ABD, son tatbikatlarından birinde tüm tatbikatlarda yapılan ama bu sefer ismi hariç çok net tanımlanan bir düşman portresi çiziyor. Hedef ülke, üç tarafı denizlerle çevirili boğaz geçişleri olan bir düşman ülkenin işgali. Bu tasvir edilen ülke acaba neresidir. Siyasi gerekçelerle bu meseleyi bir şahsa indirgeyen insanların anlaması gereken, 1990’larda konuşulduğunda komplo teorisi denilen olayların artık kapıya geldiği gerçeğidir.
Siyasetten bağımsız olarak ele aldığımızda Türk devlet geleneğinin planlan bu operasyonlara karşı uzun yıllar süren bir hazırlık yaptığı görülmektedir. Böyle bir durum ile karşılaşacağınızı planlıyorsanız dört konuda hazırlık yaparsınız:
1-Siyasi Hazırlık: Başkanlık sistemi tüm kurum ve kuralları ile oturmamış olsa da bu dönem için tasarlanmıştır.1970’lerde, 80’lerde ve 90’larda konuşulmuş ve böyle bir dönemde hayata geçmiştir.

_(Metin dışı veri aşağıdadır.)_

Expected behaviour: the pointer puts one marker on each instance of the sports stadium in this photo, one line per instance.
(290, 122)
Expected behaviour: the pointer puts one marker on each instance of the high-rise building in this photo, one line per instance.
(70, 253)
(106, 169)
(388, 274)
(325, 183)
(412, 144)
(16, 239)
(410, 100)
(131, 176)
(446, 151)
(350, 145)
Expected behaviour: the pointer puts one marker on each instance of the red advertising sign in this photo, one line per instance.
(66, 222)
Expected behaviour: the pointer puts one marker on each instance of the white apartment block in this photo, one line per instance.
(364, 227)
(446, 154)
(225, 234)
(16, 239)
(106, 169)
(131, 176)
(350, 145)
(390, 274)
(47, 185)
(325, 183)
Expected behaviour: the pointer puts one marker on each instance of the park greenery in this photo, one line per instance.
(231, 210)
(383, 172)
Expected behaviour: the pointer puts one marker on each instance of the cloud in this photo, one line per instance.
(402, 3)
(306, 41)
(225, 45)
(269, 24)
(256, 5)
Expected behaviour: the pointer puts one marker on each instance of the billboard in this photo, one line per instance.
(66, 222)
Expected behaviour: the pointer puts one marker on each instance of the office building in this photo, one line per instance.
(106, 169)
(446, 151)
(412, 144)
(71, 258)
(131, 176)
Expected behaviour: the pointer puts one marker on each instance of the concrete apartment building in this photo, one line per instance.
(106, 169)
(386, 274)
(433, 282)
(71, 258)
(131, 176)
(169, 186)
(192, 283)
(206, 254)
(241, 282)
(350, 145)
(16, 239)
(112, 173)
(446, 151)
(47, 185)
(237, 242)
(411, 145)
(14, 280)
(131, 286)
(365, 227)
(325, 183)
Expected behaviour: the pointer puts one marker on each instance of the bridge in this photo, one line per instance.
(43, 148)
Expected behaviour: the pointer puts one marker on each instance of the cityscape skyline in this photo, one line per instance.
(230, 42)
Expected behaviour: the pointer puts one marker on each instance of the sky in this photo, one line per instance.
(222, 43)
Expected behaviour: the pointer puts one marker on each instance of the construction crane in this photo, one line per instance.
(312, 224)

2-Askeri Hazırlık: 15 Temmuz sonrası orduda yapılan temizlik, her gün yenisi ortaya çıkan milli silah teknolojileri, terör operasyonlarındaki son dönem performansı, sınır ötesi operasyon yeteneği ile ordu ideal olmasa da bu dönem için hazırlanıştır.

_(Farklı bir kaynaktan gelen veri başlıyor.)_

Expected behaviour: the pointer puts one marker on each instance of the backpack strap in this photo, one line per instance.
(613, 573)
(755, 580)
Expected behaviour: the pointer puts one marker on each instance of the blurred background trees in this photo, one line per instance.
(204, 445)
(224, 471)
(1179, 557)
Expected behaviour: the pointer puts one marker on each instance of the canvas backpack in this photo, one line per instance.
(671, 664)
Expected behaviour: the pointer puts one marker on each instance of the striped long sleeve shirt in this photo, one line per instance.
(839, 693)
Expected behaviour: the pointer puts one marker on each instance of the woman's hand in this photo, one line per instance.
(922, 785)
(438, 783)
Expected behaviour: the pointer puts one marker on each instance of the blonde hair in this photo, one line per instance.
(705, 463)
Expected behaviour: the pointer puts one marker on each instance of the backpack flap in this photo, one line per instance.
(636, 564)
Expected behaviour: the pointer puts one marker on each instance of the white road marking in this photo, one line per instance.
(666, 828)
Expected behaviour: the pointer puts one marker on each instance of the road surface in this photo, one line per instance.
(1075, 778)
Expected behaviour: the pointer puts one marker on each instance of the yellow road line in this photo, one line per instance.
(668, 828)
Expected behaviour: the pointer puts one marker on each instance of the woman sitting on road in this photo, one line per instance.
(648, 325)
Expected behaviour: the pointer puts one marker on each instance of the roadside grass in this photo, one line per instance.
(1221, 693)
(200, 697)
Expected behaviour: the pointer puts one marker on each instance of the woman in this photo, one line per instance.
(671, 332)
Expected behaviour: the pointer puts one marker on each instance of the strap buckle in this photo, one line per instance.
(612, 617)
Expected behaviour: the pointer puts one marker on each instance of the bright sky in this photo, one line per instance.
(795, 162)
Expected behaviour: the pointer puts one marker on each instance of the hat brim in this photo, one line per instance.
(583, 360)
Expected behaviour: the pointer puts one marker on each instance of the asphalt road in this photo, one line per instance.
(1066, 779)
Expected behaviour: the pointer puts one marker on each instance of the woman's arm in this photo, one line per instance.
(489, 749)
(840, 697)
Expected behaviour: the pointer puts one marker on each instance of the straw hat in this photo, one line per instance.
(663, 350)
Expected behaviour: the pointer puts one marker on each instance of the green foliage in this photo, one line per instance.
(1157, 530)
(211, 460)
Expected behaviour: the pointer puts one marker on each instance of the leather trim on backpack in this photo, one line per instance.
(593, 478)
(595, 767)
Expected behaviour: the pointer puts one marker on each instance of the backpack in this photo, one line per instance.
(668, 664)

3-Ekonomik Hazırlık: Bu hazırlığın yumuşak karnı ekonomidir. Bu durum bir başka yazının konusu olacaktır. Ekonomik olarak döneme yeterli hazırlığın yapılmadığını ortadadır.

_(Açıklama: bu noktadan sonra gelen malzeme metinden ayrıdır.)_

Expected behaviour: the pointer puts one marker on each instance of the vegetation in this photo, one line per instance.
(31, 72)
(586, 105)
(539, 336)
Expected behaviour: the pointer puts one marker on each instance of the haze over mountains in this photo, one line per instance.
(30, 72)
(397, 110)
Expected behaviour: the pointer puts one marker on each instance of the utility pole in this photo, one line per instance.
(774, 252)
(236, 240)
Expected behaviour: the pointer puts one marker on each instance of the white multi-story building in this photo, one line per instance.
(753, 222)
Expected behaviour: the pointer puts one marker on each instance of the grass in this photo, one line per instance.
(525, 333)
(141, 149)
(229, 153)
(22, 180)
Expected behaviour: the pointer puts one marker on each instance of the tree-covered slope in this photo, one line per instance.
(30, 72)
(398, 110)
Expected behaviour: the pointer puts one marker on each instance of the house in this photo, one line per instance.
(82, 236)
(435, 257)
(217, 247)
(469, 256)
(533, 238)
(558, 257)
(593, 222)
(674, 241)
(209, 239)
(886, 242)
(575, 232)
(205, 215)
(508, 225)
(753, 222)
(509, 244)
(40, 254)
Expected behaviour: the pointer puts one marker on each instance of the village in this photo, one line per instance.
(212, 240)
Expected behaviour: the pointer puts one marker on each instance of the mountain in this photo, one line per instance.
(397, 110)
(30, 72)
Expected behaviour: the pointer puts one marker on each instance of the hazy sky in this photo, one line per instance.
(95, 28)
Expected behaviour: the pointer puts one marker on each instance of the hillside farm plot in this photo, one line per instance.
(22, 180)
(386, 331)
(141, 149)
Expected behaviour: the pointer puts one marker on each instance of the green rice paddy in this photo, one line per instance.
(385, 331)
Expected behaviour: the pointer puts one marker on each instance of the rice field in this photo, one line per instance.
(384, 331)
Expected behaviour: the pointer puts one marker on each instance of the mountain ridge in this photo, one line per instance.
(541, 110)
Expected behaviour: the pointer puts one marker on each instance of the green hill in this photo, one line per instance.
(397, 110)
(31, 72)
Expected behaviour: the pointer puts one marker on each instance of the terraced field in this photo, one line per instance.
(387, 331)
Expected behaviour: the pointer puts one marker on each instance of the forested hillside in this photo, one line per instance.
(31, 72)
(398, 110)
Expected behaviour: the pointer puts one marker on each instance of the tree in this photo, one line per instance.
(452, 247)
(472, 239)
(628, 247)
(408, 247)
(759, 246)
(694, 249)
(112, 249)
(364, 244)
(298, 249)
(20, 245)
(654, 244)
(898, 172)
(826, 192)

4-Toplumsal Hazırlık: Halkın ortak değerler üzerinden yapılması gereken bu sürecin de başarılı yürütülmediği görülmektedir. Siyasi dayanışma üzerinden provokasyonlara bu derece açık bir toplum ile böyle bir dönemi yönetmek her geçen gün zorlaşmaktadır. İktidar ve muhalefet ile siyasilere büyük bir sorumluluk düşmektedir. Doğal olarak en büyük sorumluluk iktidarındır.
SON SÖZ
Ülkeler sıkıntı yaşadığında en büyük bedeli o ülkede yaşayan standart vatandaşlar öder. Standardın üstünde olanların büyük bir bölümü ülke dışına kaçar. Kalan halk ise iktidar yanlısı ve ya karşıtı olduğuna bakılmaksızın bedel öder. Avrupa ülkeleri mukayese edildiğinde son derece politize bir topluma sahibiz. Siyasetçiler de zaman zaman siyasi gerekçelerle toplumun bu duygularını manipüle ediyorlar. İç politikada kalma şartlarıyla bu durumun çok sakıncası da yoktur. Ancak dış meselelerde biraz daha sorumlu davranmalarını bekliyoruz. Aksi halde bir kısım vatandaş aynı gemide olmadığını iddia etse de, hep beraber o gemi ile birlikte batacağız. Sonra suyun altında siyaset yapmak zorunda kalmayalım.